Flor de Croatá (part. Delmiro Barros)
Iguinho e Lulinha
Identidade em “Flor de Croatá (part. Delmiro Barros)”
Em “Flor de Croatá (part. Delmiro Barros)”, de Iguinho e Lulinha, a flor da caatinga vira metáfora direta: bonita, resistente e espinhenta, sinal de beleza que enfrenta a seca e se protege. Depois de ser ferido, o eu-lírico aprende a criar casca: “foi até bom que me ensinou a ser ruim”. Não é apologia à maldade, mas a “ruindade boa” de quem impõe limite e fecha a porta a quem abusou: “Esse meu rosto triste não nasceu assim”. A trama é clara: alguém que era alegre “noite e dia” se entregou demais a um “malvado de um amor” e colheu desgosto; a virada vem com autoestima e recusa ao desrespeito, guiadas pelo orgulho regional: “Sou nordestino com muito orgulho! Meu Canindé de São Francisco!”.

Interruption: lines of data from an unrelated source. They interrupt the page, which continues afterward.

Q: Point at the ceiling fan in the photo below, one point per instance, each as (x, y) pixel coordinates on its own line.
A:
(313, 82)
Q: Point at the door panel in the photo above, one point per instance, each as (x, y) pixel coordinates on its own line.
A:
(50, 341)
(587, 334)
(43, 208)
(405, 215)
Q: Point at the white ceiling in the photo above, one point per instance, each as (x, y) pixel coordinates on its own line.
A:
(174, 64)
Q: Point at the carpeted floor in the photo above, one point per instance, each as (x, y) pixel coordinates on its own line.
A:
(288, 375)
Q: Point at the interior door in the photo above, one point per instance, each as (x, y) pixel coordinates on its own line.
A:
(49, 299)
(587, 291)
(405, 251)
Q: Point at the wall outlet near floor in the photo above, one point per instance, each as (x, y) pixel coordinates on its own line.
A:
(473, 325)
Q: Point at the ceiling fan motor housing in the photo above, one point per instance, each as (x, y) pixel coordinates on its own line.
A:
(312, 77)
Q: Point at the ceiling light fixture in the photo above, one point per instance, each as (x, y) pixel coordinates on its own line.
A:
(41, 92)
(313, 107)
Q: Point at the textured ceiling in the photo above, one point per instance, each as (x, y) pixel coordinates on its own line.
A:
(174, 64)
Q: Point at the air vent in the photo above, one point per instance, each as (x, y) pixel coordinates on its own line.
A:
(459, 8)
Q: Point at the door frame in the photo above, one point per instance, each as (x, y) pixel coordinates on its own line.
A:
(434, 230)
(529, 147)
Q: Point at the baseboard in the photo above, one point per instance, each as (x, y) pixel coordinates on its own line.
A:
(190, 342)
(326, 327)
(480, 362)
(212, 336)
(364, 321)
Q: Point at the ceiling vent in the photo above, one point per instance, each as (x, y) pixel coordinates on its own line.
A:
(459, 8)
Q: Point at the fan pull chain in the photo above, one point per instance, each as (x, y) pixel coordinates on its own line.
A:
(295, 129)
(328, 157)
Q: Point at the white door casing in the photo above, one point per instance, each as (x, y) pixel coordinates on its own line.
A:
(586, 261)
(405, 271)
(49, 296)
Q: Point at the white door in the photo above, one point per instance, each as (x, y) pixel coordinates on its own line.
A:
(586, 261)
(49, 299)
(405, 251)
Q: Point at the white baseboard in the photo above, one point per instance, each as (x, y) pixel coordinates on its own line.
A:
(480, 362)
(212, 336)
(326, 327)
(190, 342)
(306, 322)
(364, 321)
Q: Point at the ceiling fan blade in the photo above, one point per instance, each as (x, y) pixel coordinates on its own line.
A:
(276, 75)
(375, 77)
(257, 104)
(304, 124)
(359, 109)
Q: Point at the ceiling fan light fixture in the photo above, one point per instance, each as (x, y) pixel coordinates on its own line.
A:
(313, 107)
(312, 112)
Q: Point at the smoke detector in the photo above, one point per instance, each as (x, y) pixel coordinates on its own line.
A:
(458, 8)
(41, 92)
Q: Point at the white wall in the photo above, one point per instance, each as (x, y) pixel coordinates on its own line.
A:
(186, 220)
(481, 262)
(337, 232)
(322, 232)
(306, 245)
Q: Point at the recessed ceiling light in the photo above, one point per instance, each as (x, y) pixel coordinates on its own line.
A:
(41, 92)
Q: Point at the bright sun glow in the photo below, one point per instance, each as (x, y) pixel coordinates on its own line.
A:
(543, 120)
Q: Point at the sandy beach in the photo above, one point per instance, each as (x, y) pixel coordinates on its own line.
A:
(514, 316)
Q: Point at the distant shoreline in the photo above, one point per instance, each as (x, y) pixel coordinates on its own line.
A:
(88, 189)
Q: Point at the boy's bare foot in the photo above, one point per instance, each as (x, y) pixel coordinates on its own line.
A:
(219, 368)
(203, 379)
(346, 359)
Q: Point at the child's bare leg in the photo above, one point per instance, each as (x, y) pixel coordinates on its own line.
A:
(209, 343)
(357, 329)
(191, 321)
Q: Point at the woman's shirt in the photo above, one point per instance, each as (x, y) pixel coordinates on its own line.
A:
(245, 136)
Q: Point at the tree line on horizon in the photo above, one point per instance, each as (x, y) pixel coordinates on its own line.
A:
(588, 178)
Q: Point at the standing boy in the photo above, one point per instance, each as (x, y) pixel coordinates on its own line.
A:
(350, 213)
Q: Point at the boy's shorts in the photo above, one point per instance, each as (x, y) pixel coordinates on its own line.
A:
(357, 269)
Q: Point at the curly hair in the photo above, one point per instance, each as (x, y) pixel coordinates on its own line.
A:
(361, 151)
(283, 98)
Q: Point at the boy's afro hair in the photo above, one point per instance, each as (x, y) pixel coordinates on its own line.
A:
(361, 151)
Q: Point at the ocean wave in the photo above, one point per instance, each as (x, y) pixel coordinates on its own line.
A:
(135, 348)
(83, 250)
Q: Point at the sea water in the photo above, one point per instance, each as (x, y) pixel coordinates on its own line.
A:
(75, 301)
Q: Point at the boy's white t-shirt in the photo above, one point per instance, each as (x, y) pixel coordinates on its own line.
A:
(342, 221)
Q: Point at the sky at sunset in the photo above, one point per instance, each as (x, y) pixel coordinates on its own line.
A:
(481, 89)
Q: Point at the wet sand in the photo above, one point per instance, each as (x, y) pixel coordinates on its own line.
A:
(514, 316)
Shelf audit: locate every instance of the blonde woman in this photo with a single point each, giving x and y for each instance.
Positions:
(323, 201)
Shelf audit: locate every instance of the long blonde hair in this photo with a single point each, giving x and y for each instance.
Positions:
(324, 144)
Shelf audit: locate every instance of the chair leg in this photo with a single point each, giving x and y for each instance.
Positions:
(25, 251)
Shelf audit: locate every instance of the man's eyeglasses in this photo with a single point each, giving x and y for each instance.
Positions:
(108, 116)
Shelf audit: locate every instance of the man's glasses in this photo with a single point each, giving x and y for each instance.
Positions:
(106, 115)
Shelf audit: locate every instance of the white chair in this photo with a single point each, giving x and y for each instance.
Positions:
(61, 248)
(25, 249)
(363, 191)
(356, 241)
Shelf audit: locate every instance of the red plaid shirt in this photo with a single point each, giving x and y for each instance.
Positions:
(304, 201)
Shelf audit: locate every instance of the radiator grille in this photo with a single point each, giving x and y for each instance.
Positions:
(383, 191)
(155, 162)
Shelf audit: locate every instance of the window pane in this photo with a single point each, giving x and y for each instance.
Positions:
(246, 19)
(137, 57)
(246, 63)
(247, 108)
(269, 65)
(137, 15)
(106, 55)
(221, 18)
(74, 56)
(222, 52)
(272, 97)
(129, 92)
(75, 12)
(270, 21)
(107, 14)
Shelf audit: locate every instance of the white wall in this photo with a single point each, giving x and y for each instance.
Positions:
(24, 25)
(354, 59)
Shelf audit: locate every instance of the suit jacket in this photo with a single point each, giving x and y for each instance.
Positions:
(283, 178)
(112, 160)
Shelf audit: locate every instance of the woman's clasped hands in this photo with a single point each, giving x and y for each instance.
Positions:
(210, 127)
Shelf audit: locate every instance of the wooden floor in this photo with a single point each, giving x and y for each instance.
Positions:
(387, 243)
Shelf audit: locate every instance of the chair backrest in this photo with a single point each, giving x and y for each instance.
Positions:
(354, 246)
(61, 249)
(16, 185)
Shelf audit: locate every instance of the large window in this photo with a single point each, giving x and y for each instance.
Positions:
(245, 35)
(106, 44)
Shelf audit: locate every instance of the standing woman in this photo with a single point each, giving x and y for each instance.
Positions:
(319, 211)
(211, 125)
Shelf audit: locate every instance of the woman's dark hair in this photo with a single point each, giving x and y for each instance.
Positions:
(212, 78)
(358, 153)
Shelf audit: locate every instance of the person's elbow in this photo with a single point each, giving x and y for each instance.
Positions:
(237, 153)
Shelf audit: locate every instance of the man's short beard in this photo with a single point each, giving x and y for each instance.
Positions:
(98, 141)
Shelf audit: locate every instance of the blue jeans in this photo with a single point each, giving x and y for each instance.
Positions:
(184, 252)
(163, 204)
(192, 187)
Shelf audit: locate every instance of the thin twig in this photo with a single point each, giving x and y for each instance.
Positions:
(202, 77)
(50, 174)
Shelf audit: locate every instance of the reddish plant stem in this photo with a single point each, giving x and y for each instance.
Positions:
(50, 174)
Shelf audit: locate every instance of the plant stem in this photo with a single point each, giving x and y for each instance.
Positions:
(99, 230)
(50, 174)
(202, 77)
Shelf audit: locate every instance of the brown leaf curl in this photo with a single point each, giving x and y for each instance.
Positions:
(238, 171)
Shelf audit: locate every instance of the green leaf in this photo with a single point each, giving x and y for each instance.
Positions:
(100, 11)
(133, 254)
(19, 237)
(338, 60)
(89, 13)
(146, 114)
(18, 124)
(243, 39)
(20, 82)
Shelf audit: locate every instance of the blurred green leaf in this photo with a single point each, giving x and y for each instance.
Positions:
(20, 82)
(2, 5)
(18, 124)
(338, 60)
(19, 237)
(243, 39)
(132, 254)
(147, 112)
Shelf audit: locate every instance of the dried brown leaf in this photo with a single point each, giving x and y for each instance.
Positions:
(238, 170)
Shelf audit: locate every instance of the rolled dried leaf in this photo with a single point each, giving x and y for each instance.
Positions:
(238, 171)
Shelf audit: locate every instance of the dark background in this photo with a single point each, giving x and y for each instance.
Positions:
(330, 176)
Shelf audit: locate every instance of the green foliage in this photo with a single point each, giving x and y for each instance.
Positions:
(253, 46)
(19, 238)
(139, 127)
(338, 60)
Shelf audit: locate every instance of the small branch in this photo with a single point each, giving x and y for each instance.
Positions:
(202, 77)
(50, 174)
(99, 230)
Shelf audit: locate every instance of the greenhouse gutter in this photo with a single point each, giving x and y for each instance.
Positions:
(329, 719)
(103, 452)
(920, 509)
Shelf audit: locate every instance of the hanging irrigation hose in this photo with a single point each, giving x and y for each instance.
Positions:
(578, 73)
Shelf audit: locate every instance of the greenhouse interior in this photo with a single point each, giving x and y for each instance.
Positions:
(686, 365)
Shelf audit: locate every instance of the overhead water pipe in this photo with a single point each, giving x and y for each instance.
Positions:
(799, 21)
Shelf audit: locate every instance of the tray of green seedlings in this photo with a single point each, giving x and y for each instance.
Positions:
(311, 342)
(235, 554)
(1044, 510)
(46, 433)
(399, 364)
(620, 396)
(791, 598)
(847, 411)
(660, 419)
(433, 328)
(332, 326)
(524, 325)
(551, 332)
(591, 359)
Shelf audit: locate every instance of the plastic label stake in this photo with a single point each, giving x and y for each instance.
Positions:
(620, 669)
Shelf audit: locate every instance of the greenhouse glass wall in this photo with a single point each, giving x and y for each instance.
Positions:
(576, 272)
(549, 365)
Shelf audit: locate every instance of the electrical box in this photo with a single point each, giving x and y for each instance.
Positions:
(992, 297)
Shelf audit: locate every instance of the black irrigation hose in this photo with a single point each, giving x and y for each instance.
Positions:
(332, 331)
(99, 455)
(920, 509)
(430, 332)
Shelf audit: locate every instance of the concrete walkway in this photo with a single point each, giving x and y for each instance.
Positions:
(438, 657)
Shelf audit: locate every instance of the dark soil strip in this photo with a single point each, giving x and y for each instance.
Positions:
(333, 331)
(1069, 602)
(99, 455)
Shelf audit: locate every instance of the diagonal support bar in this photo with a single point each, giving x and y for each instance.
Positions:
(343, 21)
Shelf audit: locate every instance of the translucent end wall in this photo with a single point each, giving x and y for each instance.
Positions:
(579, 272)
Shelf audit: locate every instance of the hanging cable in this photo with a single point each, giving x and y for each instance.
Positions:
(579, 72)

O título e a parceria com Delmiro Barros ancoram a canção na cultura do Nordeste: celebração do vaqueiro, toada e vaquejada que marcam a trajetória dos irmãos sergipanos. O pertencimento surge nos gritos de festa e fé — “Rumbora, véi!”, “Brigado, Papai do céu!” — e até no duplo sentido de “Era bonito que nem flor de croatá / E então, zangado, era danado pra cheirar”: pode falar do perfume da planta e, ao mesmo tempo, da expressão “dar um cheiro” (carinho). No fim, a dor vira aprendizado: gratidão às raízes, peito aberto para seguir, e espinho na medida certa para ninguém mais abusar.
O significado desta letra foi gerado automaticamente.